Los gatos pueden ser celosos, como la gatita de Colette, pero difícilmente serían útiles para una historia de amor entre perro y hombre, como la de Mi perra Tulip (1956), de J.R. Ackerley. Los gatos advierten el sufrimiento de sus amigos humanos —todos lo sabemos—, pero cuando su “propietario” muere —en contraste con las conmovedoras muestras de apego canino al amo desaparecido— siguen su vida sin sobresaltarse, de la misma manera en que pueden vivir en varios hogares a la vez.

 

Las diez conclusiones de Gray son ejemplarizantes y van más allá del gato para sugerir una moralidad laica o una ética ecuménica, basada en el rechazo del estrafalario amor romántico, de la búsqueda ambiciosa del dinero, de las tonterías de la política y del escándalo de las noticias. Antes de ellas nos advierte que, contra el existencialismo humano, los gatos pueden sufrir mucho, pero no conocen la tragedia, ni la tragicomedia o el teatro del absurdo; contra el romanticismo humano, son una obra de arte sin proponerse llevar a cabo una vida para arribar a ese estatuto excepcional; contra el posmodernismo imperante en ciertos pensadores del género homo sapiens, los gatos existen en su condición natural, no buscan ningún sentido a su existencia ni han sido “construidos” por cultura alguna.

 

El decálogo es una manía del filósofo.
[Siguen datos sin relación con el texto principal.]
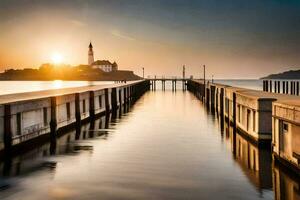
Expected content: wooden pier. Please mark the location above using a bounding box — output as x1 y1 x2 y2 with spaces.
146 77 189 91
187 80 300 173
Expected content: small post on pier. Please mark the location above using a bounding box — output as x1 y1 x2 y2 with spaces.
3 104 12 150
104 88 110 115
111 88 118 111
75 93 81 126
232 92 237 156
203 65 206 98
50 97 57 139
296 81 299 96
89 91 95 119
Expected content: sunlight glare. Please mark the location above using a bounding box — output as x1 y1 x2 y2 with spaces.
51 53 63 64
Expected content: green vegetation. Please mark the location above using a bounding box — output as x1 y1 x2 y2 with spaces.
0 64 141 81
261 70 300 79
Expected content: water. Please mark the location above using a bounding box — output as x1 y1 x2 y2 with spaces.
214 79 263 90
0 80 113 95
0 90 299 199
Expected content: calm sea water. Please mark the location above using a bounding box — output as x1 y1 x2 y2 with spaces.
0 90 299 200
214 79 263 90
0 80 262 95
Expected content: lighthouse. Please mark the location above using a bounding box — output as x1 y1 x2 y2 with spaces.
88 42 94 66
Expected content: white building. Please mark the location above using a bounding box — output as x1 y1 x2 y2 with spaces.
88 43 118 72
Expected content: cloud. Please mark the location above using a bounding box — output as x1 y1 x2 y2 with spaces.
111 30 136 41
70 19 86 27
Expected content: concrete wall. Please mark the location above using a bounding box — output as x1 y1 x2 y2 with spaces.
10 98 51 145
56 94 76 128
0 105 4 150
0 81 150 150
272 102 300 169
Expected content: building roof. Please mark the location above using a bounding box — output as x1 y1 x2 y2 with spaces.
92 60 113 65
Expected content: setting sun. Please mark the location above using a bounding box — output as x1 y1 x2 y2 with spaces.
51 53 63 64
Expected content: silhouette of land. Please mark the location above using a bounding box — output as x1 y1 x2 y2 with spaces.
0 64 141 81
261 70 300 79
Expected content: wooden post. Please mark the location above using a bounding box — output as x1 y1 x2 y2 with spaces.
75 93 81 124
104 88 110 114
296 81 299 96
50 97 57 138
232 92 237 155
111 88 118 111
3 104 12 150
89 91 95 118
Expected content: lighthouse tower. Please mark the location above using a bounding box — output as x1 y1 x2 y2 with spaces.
88 42 94 66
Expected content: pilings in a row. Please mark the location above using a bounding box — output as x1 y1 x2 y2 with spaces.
150 79 187 91
0 80 150 151
263 80 300 96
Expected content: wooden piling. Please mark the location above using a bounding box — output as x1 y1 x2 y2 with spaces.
50 97 57 138
111 88 118 111
104 88 110 114
3 104 12 150
75 93 81 124
89 91 95 118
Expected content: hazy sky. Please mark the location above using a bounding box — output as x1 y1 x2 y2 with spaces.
0 0 300 78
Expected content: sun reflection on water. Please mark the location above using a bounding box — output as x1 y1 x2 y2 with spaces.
52 80 63 89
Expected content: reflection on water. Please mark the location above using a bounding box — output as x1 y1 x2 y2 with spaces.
0 80 113 95
273 163 300 200
0 91 299 199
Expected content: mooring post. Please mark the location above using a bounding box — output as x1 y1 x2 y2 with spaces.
75 93 81 124
50 97 57 138
111 88 118 111
232 92 237 155
296 81 299 96
104 88 110 114
3 104 12 150
205 88 210 108
89 91 95 118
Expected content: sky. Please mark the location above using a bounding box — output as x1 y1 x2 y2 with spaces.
0 0 300 79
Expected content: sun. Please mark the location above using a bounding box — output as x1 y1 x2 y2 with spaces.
51 52 63 64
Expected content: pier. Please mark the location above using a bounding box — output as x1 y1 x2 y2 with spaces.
0 77 300 174
0 80 150 151
147 76 189 91
187 80 300 173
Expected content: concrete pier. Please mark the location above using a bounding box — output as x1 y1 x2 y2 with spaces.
187 80 300 172
263 80 300 96
0 80 150 151
272 100 300 170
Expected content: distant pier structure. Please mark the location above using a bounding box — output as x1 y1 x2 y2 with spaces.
147 65 189 91
263 80 300 96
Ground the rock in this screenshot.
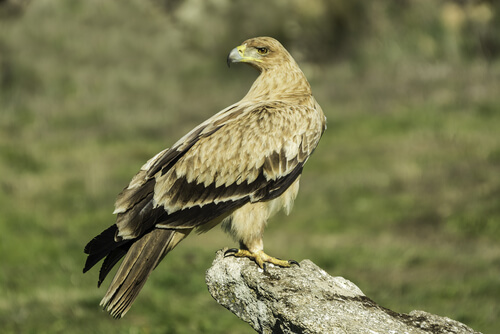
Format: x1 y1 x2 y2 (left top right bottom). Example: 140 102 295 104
205 250 478 334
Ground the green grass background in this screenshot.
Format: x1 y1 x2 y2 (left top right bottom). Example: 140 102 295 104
0 0 500 333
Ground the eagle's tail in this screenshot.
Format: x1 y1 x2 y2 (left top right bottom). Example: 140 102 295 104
100 229 191 318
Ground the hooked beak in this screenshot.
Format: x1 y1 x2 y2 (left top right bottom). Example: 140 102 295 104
227 44 247 67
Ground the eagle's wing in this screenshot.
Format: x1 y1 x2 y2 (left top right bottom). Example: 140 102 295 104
115 102 323 239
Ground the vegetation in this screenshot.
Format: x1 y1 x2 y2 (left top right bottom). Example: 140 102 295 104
0 0 500 333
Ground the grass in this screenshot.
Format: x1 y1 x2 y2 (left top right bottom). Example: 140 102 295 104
0 1 500 333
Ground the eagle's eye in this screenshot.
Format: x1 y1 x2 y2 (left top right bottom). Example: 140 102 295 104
257 48 269 55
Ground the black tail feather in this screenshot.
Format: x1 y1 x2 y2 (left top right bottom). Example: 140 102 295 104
83 225 131 273
97 242 132 287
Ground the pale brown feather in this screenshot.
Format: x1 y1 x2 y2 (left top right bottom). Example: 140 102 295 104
84 37 326 317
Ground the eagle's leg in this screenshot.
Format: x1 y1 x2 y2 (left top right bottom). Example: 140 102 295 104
224 248 299 269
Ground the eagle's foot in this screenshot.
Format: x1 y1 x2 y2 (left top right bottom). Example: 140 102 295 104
224 248 300 270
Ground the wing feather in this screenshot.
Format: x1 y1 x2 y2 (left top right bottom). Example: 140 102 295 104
116 101 322 239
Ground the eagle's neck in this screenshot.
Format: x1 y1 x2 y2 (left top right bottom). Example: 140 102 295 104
243 64 312 104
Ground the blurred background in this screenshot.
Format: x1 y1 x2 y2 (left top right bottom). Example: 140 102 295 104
0 0 500 333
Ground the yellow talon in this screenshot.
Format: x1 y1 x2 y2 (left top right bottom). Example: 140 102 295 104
224 248 299 270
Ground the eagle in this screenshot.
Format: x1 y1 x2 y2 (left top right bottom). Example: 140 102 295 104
83 37 326 318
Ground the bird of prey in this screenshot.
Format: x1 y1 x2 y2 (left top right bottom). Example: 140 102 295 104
83 37 326 317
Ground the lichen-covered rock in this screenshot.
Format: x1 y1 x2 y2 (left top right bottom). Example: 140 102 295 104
206 250 478 334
A propósito de los gatos, John Gray ofrece el suyo al concluir, así, su Filosofía felina: 1) Nunca hay que persuadir a un ser humano para que sea razonable; 2) Quien se queja de que no tiene tiempo suficiente expresa no saber cómo pasa el tiempo mismo; 3) El sufrimiento, en sí, no tiene ningún sentido; 4) El amor universal es una quimera peligrosa sólo curable con la indiferencia, de la cual puede brotar la cordialidad; 5) Sólo se encuentra la felicidad cuando se deja de buscarla; 6) La vida no es un cuento y asumirlo implica no escribir un final para ella. Primero hay que desechar el guion y con ello se aleja el ardor por la trascendencia; 7) No hay que temer a la oscuridad pues en ella se ocultan, a veces, los tesoros; 8) Hay que dormir por placer sin creer que se obtiene del reposo un beneficio; 9) El sufrimiento de los otros —el tuyo— alimenta a quienes buscan hacernos felices; 10) Si no puedes vivir como un gato, regresa sin remordimientos al muy humano mundo de la frivolidad.

 

FOTO: La novelista Colette acompañada de sus gatos, fotografiada por Henri Manuel/ Especial

« »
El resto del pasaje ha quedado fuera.